Dynamic Energy Budget Theory
Dynamic Energy Budget (DEB) theory, at a basic level, seeks to
describe how organisms uptake and use energy for physiological
processes, such as growth, maintenance, and reproduction, using
formal mechanistic models. These models take
into account chemical and physical constraints (such as conservation of
mass and energy, and
homeostasis), as well as biological detail. These properties make the
theory broadly
applicable, and allow us to better understand how energetic
considerations shape patterns observed in nature.
I am developing tools to perform Bayesian inference for DEB
models that include dynamic food availability (through forcing, feedback, or both).
A frequent simplifying assumption in the analysis of DEB models is that the food
environment experienced by an individual is constant. However, it is well known
that this condition rarely holds. However the impact of making
such assumptions on our understanding of important physiological parameters is poorly
understood. We explore this problem using a combination of simulated and real data on
Daphnia, a water flea.
We presented initial results on this work at the 2nd International
Symposium on
Dynamic Energy Budget Theory in Lisbon in April 2011. If you would like copies of
the slides, etc., please e-mail me.
More information on DEB in general is available HERE.

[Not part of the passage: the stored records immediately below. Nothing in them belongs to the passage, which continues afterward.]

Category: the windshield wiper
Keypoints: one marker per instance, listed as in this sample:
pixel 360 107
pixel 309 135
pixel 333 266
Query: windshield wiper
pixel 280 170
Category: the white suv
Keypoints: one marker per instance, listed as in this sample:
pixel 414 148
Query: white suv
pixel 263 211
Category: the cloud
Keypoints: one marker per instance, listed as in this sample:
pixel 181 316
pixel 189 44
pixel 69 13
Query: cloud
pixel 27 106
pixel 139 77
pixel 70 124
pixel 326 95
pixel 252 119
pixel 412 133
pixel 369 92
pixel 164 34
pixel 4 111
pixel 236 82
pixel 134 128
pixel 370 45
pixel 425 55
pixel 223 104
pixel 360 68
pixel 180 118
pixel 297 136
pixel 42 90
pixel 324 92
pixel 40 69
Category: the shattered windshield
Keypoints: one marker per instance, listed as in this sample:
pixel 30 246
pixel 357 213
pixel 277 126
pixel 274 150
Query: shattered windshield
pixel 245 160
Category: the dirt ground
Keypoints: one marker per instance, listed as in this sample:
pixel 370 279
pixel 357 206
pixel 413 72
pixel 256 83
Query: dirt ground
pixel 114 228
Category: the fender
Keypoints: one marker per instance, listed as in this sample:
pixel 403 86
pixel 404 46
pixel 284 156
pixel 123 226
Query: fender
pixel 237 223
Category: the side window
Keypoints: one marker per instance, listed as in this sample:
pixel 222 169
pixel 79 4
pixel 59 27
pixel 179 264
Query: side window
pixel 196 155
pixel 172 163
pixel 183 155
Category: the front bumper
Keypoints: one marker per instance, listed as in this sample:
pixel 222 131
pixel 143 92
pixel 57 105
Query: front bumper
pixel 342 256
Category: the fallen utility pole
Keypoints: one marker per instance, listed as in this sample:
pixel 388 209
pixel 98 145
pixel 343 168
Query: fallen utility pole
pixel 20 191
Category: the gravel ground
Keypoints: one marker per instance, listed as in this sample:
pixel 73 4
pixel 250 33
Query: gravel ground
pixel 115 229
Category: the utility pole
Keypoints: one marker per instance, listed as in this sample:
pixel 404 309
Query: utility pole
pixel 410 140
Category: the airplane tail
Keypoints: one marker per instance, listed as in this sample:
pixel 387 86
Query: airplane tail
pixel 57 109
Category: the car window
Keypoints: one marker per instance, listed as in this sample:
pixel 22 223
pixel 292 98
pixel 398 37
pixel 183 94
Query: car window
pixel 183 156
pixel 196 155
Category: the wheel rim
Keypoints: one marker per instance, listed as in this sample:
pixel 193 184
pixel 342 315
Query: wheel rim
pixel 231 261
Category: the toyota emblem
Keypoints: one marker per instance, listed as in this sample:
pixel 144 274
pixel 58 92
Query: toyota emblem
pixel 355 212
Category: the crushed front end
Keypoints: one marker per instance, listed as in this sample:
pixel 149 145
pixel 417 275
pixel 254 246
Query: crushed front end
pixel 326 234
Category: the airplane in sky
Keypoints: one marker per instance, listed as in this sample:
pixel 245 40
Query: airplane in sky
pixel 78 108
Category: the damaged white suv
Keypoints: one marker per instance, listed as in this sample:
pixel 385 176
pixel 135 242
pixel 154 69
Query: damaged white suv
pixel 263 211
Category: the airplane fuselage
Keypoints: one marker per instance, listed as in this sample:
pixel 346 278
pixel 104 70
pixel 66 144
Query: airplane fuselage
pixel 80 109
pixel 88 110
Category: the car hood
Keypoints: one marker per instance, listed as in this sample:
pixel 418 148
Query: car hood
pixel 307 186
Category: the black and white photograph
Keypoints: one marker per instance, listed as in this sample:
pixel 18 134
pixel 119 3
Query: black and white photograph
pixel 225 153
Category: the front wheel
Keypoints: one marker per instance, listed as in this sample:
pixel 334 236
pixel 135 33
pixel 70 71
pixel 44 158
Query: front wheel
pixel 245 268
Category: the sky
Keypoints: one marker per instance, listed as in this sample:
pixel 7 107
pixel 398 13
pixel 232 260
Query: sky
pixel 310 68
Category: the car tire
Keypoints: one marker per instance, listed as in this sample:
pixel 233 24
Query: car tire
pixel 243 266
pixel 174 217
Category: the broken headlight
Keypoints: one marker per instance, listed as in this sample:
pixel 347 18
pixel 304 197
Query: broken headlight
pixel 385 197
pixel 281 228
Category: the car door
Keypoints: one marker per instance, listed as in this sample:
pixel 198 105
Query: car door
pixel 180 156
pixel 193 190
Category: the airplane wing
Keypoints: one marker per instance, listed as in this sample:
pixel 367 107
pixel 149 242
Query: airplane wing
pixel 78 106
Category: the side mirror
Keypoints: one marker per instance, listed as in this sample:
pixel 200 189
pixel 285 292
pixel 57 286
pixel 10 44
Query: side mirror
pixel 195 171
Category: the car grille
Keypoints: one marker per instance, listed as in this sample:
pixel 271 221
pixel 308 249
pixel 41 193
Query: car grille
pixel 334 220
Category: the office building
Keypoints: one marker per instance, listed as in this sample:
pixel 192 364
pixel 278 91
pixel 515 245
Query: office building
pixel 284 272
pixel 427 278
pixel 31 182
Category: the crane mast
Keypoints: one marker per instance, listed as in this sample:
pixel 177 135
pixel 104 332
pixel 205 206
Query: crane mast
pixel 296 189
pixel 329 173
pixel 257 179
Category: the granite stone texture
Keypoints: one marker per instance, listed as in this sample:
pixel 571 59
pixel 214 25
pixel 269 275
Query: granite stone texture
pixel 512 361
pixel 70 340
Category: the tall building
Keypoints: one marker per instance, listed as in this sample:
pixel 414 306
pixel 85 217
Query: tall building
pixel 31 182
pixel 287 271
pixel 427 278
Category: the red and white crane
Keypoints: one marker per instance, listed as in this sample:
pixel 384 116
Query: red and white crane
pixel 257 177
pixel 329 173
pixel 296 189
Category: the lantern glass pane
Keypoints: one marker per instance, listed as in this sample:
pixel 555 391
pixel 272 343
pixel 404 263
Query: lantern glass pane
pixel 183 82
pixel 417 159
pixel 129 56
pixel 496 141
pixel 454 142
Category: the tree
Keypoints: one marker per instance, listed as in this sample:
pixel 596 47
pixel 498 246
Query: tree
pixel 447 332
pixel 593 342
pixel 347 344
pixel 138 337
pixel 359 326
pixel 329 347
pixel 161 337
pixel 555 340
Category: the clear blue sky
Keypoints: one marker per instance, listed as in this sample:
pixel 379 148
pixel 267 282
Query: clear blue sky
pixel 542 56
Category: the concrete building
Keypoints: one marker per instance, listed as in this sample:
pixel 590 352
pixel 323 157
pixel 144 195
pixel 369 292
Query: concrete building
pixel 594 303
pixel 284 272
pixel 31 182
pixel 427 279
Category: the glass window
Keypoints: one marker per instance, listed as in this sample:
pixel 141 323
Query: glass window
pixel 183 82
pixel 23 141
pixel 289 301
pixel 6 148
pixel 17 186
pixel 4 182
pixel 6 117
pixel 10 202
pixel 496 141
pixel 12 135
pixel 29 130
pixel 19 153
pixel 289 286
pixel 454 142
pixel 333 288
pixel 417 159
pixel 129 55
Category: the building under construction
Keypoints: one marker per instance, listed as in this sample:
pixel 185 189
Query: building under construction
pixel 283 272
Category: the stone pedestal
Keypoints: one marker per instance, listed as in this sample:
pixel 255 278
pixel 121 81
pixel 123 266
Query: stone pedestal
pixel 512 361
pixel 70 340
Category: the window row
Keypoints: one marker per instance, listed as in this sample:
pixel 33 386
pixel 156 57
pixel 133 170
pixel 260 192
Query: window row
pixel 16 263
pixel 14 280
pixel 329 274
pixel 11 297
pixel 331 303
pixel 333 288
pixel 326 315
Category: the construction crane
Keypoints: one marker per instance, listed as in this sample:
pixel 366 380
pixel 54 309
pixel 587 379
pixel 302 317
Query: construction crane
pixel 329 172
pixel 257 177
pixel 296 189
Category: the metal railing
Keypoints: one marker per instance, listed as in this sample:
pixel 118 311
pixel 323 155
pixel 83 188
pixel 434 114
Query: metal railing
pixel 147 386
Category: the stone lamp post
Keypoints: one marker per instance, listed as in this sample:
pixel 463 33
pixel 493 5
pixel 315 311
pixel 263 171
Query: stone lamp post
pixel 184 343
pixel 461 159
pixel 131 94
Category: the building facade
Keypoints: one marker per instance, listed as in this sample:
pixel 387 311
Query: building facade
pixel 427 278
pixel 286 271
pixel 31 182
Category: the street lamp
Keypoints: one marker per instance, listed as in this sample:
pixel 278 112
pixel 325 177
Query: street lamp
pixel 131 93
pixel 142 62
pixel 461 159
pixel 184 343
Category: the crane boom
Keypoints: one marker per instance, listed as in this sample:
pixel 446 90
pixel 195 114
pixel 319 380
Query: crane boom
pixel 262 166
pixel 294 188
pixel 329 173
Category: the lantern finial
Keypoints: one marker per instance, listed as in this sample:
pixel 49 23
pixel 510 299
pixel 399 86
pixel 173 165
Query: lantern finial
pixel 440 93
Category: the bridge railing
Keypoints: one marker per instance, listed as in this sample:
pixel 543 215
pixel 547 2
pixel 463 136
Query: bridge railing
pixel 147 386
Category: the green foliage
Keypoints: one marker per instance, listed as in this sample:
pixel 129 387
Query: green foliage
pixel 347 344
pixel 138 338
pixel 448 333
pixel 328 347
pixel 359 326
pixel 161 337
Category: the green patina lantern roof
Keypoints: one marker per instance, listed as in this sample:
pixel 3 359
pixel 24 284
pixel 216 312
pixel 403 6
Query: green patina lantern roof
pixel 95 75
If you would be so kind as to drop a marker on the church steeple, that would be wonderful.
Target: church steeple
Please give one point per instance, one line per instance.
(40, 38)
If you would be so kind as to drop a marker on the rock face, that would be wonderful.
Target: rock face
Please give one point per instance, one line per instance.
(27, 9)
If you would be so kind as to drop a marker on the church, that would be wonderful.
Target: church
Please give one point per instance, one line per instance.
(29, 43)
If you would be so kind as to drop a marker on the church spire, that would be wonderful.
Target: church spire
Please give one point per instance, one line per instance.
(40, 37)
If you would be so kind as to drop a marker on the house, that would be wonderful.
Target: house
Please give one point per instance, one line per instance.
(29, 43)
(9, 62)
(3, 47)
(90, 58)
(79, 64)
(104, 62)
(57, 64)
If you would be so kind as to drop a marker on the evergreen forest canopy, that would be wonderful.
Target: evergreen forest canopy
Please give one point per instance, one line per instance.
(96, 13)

Adaptive Management of Epidemiological Interventions
Typically, there are three major goals of mathematical models of infectious
diseases: to understand why we see the patterns we do; to be able to predict
future outbreaks; and to be able to intervene in an epidemic in an effective
way. Thus, we want to be able to design models of disease proliferation that
capture important dynamics, can be parameterized with data, and can used to
develop more effective control strategies. Sometimes, such as during the
spread of an emerging disease or a new strain of an existing disease, key
epidemiological parameters may be unknown, making the formulation of
effective control strategies difficult. My collaborators and I developed a
framework of Bayesian methods for on-line estimation of epidemiological
parameters and for adaptive management of a disease outbreak. This framework
allows us to update our knowledge of what is going on as a disease spreads,
and use the new information to modify intervention strategies as an epidemic
progresses. As part of this work, we also developed an implementation of the
framework in R, called "amei", which is available on CRAN.
Two papers (one on the methodology and one on the software package) are
linked from my publications page, as is the
software package.
Spider Dispersal and Population Persistance
In my previous position I studied Linyphiid, or money, spiders. These spiders are an important part of agricultural ecosystems; they eat aphids and other pests, and are a food source for birds. However, populations of these spiders appear to be decreasing in the United Kingdom. It is hypothesized that a major part of the decline is due to intensive agricultural practices, such as increased pesticide use.
The goal of this research is to explore how spider behaviors - particularly "ballooning", a long distance dispersal strategy - influence the persistence of populations in heterogeneous, stochastic environments. When ballooning, a small spider floats on air currents using a single strand of web. Long distance dispersal complicates the effects of local dynamics on the population, so it is important to know how far the spiders can travel. However, this is impossible to observe directly. I have developed a quasi-IBM that combines stochastic local population dynamics with a data driven dispersal model. With this model I have been able to determine how dispersal influences population persistence in the face of field level catastrophes (such as pesticide application).
See my publications page for a link to my paper on this work.
Cholera and Vibrio cholerae
In my dissertation, I studied the dynamics of cholera on three scales: cholera in a human population coupled to a reservoir of the bacteria Vibrio cholerae, using an extension of a traditional SIR compartment model; life history models of bacterial ageing; and individual based models (IBMs) of bacterial aggregation on a surface during the initial stages of biofilm formation.